Kerrigan argued that warrants were intended to protect citizens' rights and the error rendered them unlawful—just days earlier, 2 other major trials had been abandoned because of errors on search warrants. Lord Cameron initially agreed with the defence that the warrants were invalid, but, the following day, the Advocate Depute made a submission that it was merely a typographical error, that the evidence gathered under them could still be put to the jury, and that a 1950 appeal court decision (Note: Lawrie v Muir (1950 JC 19, 1950 SLT 37, [1949] ScotHC HCJAC 2) allowed the judge to exercise discretion and to excuse the mistake. The trial was adjourned and the jury sent home while Lord Cameron deliberated the matter. Lord Cameron decided that as the error was not due to "deliberate deception" by the police but was instead "more akin to a technical flaw", it could be excused and "the evidence obtained on presentation of the invalid warrants [was] admissible."

Kerrigan immediately raised a challenge in the Appeal Court to Lord Cameron's ruling, where it was decided "that the move was premature and that the men could return with their argument if and when they were convicted." Following their conviction, McAnea and his accomplices—Dennis McGinnis, John McGregor and Raymond Dean—lodged appeals based on the invalid warrants. In October 1998, all 4 were granted "interim liberation" and released from prison pending the outcome of the appeal.

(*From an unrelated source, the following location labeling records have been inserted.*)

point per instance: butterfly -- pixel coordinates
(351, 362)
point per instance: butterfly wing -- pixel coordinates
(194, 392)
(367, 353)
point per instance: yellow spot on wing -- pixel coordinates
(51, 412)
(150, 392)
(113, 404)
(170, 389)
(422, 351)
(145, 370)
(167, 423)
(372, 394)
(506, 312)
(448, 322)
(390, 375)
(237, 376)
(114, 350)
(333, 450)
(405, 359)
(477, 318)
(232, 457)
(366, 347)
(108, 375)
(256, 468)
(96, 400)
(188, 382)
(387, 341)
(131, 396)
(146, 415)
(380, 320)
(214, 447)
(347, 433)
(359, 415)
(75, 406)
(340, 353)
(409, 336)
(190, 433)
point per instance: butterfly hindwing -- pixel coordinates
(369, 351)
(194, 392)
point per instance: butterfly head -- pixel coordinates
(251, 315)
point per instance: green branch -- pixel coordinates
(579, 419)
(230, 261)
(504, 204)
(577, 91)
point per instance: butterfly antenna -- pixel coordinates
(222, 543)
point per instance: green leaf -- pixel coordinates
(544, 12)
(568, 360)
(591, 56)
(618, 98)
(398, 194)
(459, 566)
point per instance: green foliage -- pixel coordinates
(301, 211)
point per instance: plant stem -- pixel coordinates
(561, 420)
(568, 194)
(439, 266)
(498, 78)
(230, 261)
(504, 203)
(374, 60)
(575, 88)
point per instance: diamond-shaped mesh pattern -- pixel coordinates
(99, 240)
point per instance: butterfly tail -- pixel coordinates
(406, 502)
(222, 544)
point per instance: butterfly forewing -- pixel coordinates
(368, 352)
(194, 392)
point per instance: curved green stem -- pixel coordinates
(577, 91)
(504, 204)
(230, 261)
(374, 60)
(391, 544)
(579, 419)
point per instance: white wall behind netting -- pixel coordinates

The appeal was heard by Lord Justice General Lord Rodger, Lord Prosser and Lord Allanbridge on 18 July 2000 at the Court of Criminal Appeal in Edinburgh. The men argued that there had been a miscarriage of justice because once Lord Cameron had ruled that the warrants were invalid, any subsequent decision to reverse his position and admit evidence gathered illegally was incompetent. On 2 August 2000, the appellate court handed down its decision in favour of the men and quashed the convictions. Lord Rodger said: "We are satisfied that it was incompetent for the trial judge to give effect to the supplementary submissions of the advocate depute and to reverse his decision to uphold the defence objection." The appellate court's opinion was that once a decision on a defence objection had been taken and stated in open court, it was final and could not be reconsidered. Had the prosecution submitted their argument at the time, before the objection was sustained, instead of waiting until the following day, the evidence may still have been admissible. Crucially, the prosecution were aware that the search warrants contained the erroneous date—and that the defence intended to object their validity—at least as early as the day before the trial commenced. Lord Rodger added: "If decisions formally announced by a trial judge in open court could immediately be re-opened by any losing counsel who could dream up a further argument, the potential for delay, uncertainty and even abuse is obvious."

==Death==
McAnea died in August 2013 due to lung cancer caused by many years of exposure to print and solvent fumes.